Let $(T_1,..., T_n)\in \mathcal{L}(E)^n$ be a tuple of commuting normal operators (i.e. each $T_k$ is normal and $T_iT_j=T_jT_i$ for all $i,j$), where $E$ is a complex Hilbert space.
I want to show that $$\displaystyle\sup_{\|x\|=1}\bigg(\displaystyle\sum_{i=1}^n|\langle T_ix,x\rangle|^2\bigg)\geq\displaystyle\sup_{\|x\|=1}\bigg(\displaystyle\sum_{i=1}^n\|T_ix\|^2\bigg)\;.$$
Consider the case of finite dimensional Hilber space. Then may suppose that operators $T_1,\dots,T_d$ are diagonal in the same orthonormal basis $(e_1,e_2,\dots)$, denote the diagonal of $T_i$ by $(p_{i1},p_{i2},\dots)$. The square of RHS is nothing but $\sup_j |p_{1j}|^2+|p_{2j}|^2+\dots+|p_{dj}|^2$. For fixed $j$, taking $x=e_j$ we get the same thing $|p_{1j}|^2+|p_{2j}|^2+\dots+|p_{dj}|^2$ for LHS.

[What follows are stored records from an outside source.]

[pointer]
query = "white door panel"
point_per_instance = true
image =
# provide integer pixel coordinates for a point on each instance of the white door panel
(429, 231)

Now do the same in general situation. Note that $$ \sup_{\|f\|_{L^2(\mu)}=1}\bigg[\displaystyle\sum_{i=1}^n\left(\int_Y|\varphi_i|^2|f|^2d\mu \right)\bigg]={\rm essup}\,\sum_i |\varphi_i|^2=:A. $$ Note that (by separability of a complex plane and by the definition of essential supremum) we may find discs $D_i$ such that $\mu(\Omega)>0$, where $\Omega=\{x:\varphi_i(x)\in D_i,i=1,\dots,n\}>0$ and $\sum_i |\theta_i|^2>A-\varepsilon$ whenever $\theta_i\in D_i$. Choose any function $f$ with $\|f\|=1$ concentrated in $\Omega$. Then $\int \varphi_i |f|^2d\mu\in D_i$ (indeed, $D_i$ are convex, thus a weighted mean of elements of $D_i$ belongs to $D_i$). It implies that LHS is not less than $A-\varepsilon$.

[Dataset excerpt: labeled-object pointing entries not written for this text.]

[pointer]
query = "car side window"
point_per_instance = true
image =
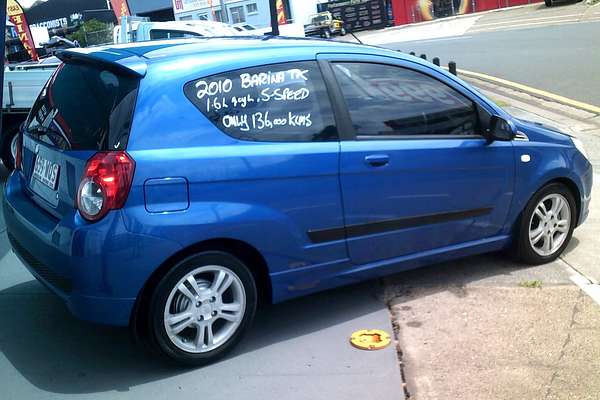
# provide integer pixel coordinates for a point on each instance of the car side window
(285, 102)
(385, 100)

Remark: Note that this is an answer to the original version of the question, for general (normal) $T_j$'s; the OP has now added the assumption that the $T_j$ commute.

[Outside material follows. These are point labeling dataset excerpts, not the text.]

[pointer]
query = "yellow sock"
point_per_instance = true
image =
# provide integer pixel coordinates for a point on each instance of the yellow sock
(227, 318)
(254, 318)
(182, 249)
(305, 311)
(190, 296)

This is false, unless $d=1$, when it has an easy proof using the spectral theorem. For a counterexample, consider $$ T_1 = \begin{pmatrix} 1 & 0 \\ 0 & 0 \end{pmatrix}, \quad T_2 = \begin{pmatrix} 0 & -1 \\ 1 & 0 \end{pmatrix} . $$ The RHS of your inequality equals $\sqrt{2}$ (take $x=e_1$); on the LHS, $|\langle x, T_j x\rangle |\le \|T_j\|= 1$ for each summand individually for any $x$, so the only chance would be to make them both $=1$, but that's clearly not working since $\langle e_1, T_2 e_1\rangle = 0$.